Like many British automakers, Lea-Francis has long been involved in the production of bicycles and motorcycles.
After the WW1, she was forced to switch to four-wheeled vehicles.
Throughout the 20s. the company built light sports cars with 4-cylinder Meadows and Anzani engines, which showed good results in races.
In the next decade, an economic crisis hit, and the business went into decline.
The brand got its second chance in 1937 thanks to the new owner George Leak.
Under his leadership, the 12 hp and 14 hp models were developed, which returned to the market in 1946.
At the time, Lea-Francis had a streamlined 4-door sedan, 5-door station wagon and stylish 2+2 roadster in its catalogue, but they were more expensive and slower than the corresponding Jaguar models.
In 1954, the company closed, having produced a total of about 10,000 cars.
In 1976, Barry Price and Peter Engelbach decided to revive the Lea-Francis company and create a new retro car.
They developed a square-section steel tube frame and an aluminum coupe body with a triangular hood, vertical grille, separate fenders and rectangular headlights integrated into them.

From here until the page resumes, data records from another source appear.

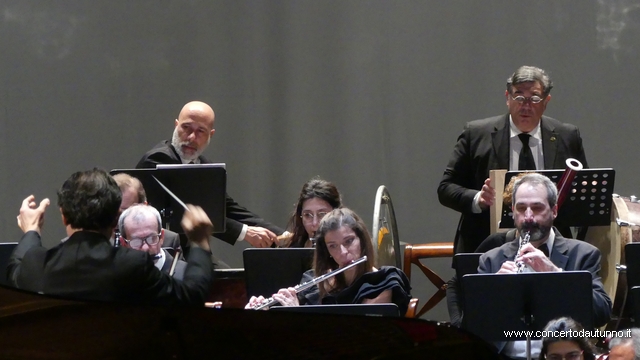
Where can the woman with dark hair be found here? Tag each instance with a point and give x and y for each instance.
(317, 198)
(342, 238)
(565, 340)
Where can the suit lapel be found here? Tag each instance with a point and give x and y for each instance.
(559, 253)
(500, 140)
(549, 143)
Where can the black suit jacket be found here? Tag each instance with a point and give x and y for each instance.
(87, 267)
(181, 266)
(483, 146)
(237, 215)
(568, 254)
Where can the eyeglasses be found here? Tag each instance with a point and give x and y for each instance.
(535, 99)
(308, 216)
(137, 243)
(574, 355)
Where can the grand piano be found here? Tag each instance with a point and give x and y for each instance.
(34, 326)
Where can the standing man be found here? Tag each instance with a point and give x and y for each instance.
(87, 267)
(191, 135)
(534, 208)
(141, 229)
(523, 139)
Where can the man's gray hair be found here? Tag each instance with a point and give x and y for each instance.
(634, 341)
(138, 212)
(528, 74)
(535, 179)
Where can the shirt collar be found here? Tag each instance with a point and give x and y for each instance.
(159, 263)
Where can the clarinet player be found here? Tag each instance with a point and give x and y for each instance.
(534, 206)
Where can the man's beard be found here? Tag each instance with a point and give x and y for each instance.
(536, 231)
(177, 144)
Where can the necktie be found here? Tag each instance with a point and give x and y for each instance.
(545, 249)
(525, 161)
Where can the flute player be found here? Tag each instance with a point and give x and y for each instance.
(342, 238)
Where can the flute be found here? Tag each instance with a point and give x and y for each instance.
(524, 240)
(300, 287)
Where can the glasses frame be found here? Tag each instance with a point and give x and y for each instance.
(521, 99)
(144, 240)
(313, 216)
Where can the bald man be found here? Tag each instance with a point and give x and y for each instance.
(191, 136)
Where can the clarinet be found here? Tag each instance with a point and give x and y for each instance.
(271, 301)
(524, 240)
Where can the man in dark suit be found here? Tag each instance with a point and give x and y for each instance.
(87, 267)
(499, 143)
(140, 228)
(133, 193)
(534, 209)
(191, 135)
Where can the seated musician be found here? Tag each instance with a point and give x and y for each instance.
(341, 239)
(566, 341)
(140, 228)
(625, 347)
(534, 210)
(87, 267)
(133, 193)
(455, 300)
(317, 198)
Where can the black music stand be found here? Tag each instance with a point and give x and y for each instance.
(269, 270)
(632, 259)
(588, 202)
(525, 302)
(201, 184)
(390, 310)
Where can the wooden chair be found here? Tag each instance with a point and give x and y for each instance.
(413, 254)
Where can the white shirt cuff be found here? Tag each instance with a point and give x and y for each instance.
(243, 232)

The running gear was borrowed from Jaguar, including a 3.4-liter inline 6-cylinder engine and a 4-speed manual transmission.
The prototype was completed in 1980 and the production model, called the Lea-Francis Ace of Spades, went on sale in 1988.

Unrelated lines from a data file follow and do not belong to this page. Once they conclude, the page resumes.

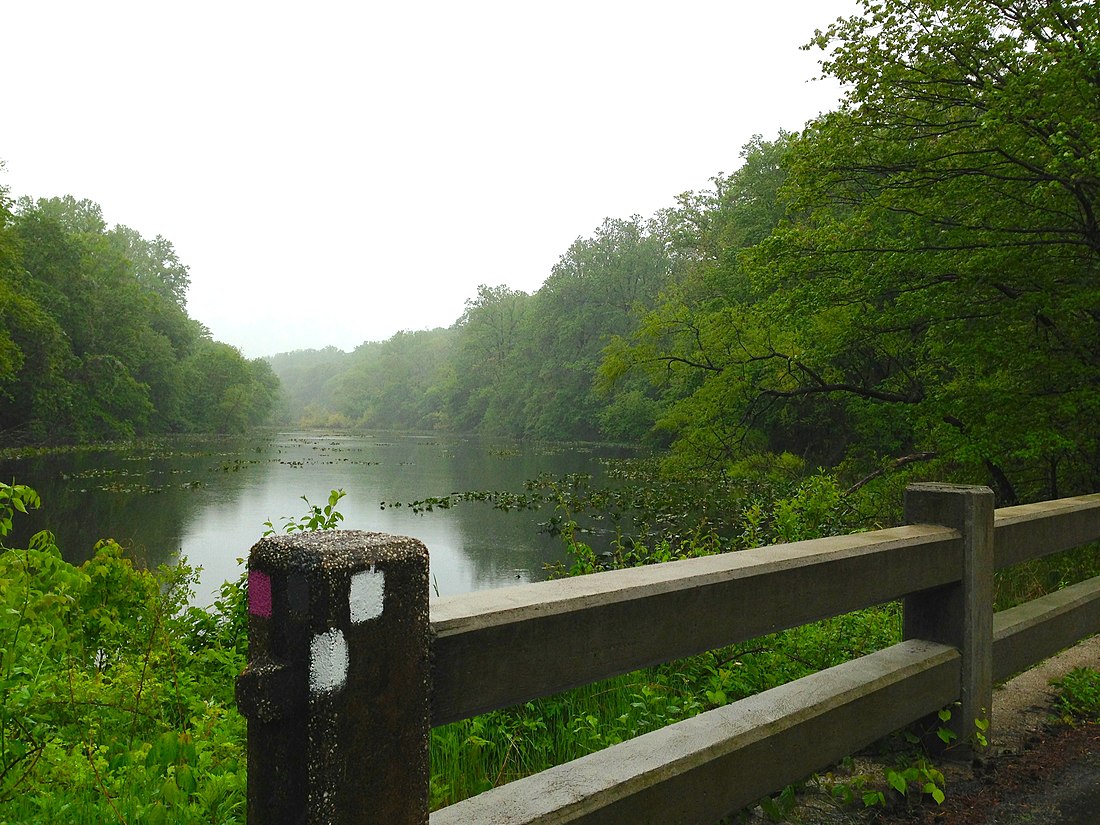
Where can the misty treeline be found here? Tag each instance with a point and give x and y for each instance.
(911, 285)
(95, 338)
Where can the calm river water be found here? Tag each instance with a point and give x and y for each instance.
(208, 499)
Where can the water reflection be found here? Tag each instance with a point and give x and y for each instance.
(208, 499)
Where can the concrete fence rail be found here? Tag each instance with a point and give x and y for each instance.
(350, 666)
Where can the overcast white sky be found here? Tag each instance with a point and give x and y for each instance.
(336, 172)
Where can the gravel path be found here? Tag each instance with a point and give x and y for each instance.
(1035, 772)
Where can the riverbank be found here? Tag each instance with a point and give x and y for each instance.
(1038, 769)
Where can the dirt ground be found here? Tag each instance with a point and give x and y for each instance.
(1036, 771)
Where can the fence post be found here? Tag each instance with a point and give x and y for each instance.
(336, 693)
(959, 614)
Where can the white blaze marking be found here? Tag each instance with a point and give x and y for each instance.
(365, 594)
(328, 661)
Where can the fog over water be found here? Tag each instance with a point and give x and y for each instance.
(208, 499)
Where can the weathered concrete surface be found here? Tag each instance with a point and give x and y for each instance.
(496, 648)
(992, 792)
(703, 768)
(337, 689)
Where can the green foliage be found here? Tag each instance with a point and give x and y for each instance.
(1079, 694)
(317, 517)
(116, 699)
(95, 339)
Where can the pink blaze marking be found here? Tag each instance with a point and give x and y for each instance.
(260, 593)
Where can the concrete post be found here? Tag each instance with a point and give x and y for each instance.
(336, 693)
(959, 614)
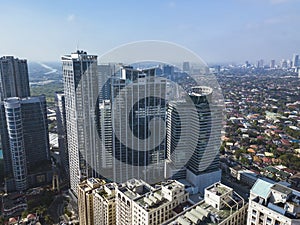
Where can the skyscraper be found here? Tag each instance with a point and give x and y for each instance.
(26, 146)
(14, 80)
(193, 131)
(295, 61)
(81, 92)
(272, 64)
(62, 131)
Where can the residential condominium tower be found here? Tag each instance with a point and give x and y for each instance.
(25, 142)
(81, 93)
(14, 80)
(138, 118)
(193, 138)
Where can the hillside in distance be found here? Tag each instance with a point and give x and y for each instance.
(45, 79)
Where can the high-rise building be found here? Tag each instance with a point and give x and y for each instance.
(272, 64)
(273, 203)
(284, 64)
(62, 132)
(194, 131)
(81, 103)
(26, 142)
(295, 61)
(260, 63)
(138, 144)
(85, 200)
(14, 80)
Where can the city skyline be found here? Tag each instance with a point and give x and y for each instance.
(231, 31)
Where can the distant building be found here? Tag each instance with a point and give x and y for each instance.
(272, 203)
(221, 205)
(186, 67)
(260, 63)
(284, 64)
(26, 143)
(14, 81)
(272, 64)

As a result, until 1992, only 5 copies were built in Studley, including one convertible.
Jim Rendle, one of the creators of the Jaguar supercar, in 1998 develops a two-seat roadster for Lea-Francis, designated by the index 30/230.
An aluminum body with double round headlights was mounted on a computer-modeled aluminum platform.
The equipment includes a 3-liter Opel V6 engine with a capacity of 235 hp and active rear suspension.
The car was made in a single copy and is now in the Coventry Transport Museum.